Pena de muerte
En un penal del Estado de Virgina, ha sido ejecutada Teresa Lewis. En su contra, haber organizado el asesinato de su marido y de su hijastro, con la finalidad de cobrar el seguro de vida de ambos. Que sea una mujer me parece irrelevante. Un asesinato es un asesinato, sea perpetrado por un hombre o por una mujer.
Que su coeficiente intelectual bordease el límite quizá no represente, tampoco, un argumento decisivo, ya que demostró la suficiente destreza como para hacer eliminar a esos dos hombres.
Yo no hablaría fácilmente de “injusticia”. Si la justicia es dar a cada uno lo suyo, lo que le es debido, no atenta contra la equidad que quien procura la muerte de dos personas pague por su delito con su propia muerte. En casos así no hay desproporción.
Sí encuentro la desproporción si comparamos la actuación de un criminal con la actuación del Estado. El criminal, en su crimen, no se rige por un alto código ético. Transgrede la ley y hasta la moral. Al Estado cabe, pienso yo, pedirle más. Debe actuar con ejemplaridad, no sólo con contundencia.

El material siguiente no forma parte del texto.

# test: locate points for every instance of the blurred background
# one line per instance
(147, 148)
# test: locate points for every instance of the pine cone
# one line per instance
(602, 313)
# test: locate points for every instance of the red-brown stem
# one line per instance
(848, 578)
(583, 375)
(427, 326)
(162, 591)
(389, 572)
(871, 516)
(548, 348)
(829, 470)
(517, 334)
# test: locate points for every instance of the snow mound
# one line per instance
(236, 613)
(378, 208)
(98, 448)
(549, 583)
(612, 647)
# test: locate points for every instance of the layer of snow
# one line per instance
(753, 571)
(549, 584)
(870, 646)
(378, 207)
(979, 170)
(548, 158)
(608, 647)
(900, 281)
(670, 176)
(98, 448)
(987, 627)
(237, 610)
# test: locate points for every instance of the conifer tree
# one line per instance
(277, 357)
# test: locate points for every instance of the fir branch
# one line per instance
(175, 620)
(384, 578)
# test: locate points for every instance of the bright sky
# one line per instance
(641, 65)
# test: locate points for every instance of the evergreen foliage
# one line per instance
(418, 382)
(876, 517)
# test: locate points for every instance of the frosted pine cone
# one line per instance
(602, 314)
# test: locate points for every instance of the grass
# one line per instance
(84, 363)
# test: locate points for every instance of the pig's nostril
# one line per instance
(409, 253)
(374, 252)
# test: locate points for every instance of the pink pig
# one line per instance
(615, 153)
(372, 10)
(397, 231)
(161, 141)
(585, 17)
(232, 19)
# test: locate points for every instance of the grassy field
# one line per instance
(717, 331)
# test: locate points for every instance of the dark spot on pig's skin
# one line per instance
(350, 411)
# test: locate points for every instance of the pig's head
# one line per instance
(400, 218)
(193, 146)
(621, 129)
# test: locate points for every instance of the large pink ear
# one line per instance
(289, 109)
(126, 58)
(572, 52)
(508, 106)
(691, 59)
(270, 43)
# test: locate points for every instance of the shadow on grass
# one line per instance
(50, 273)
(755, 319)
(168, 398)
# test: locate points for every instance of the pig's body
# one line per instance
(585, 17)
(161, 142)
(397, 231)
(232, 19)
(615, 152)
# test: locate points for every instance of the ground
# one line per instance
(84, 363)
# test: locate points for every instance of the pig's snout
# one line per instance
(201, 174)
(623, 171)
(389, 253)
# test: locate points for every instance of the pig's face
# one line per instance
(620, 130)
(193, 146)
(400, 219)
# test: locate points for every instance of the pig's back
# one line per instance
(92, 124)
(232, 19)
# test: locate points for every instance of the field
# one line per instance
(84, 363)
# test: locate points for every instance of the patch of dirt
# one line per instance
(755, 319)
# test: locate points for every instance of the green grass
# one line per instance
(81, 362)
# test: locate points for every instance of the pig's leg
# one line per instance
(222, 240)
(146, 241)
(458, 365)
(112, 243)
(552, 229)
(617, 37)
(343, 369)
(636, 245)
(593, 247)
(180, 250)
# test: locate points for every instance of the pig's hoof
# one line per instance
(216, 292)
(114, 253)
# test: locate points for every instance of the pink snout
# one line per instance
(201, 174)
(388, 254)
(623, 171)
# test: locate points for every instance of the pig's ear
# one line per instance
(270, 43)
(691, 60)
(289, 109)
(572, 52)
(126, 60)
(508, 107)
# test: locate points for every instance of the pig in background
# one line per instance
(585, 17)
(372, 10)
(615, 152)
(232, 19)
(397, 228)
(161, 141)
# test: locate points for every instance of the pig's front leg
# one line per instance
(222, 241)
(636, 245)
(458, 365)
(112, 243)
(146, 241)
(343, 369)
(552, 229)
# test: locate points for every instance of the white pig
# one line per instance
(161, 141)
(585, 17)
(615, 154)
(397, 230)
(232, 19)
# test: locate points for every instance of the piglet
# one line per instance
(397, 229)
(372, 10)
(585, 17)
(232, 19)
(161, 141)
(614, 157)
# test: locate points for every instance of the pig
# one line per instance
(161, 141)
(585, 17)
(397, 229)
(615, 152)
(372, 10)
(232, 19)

Ya sé que la pena de muerte, en principio al menos, no es contraria a la doctrina católica. Santo Tomás la justificaba con vistas al bien común: “Es lícito matar a un malhechor en cuanto que su muerte está ordenada a la salvación de toda la colectividad”. Y añadía: “corresponde solamente a aquel a quien se le ha confiado la tarea de procurar la salvación colectiva, lo mismo que corresponde al médico proceder a extirpar un miembro enfermo, cuando lo exige el cuidado de todo el organismo”.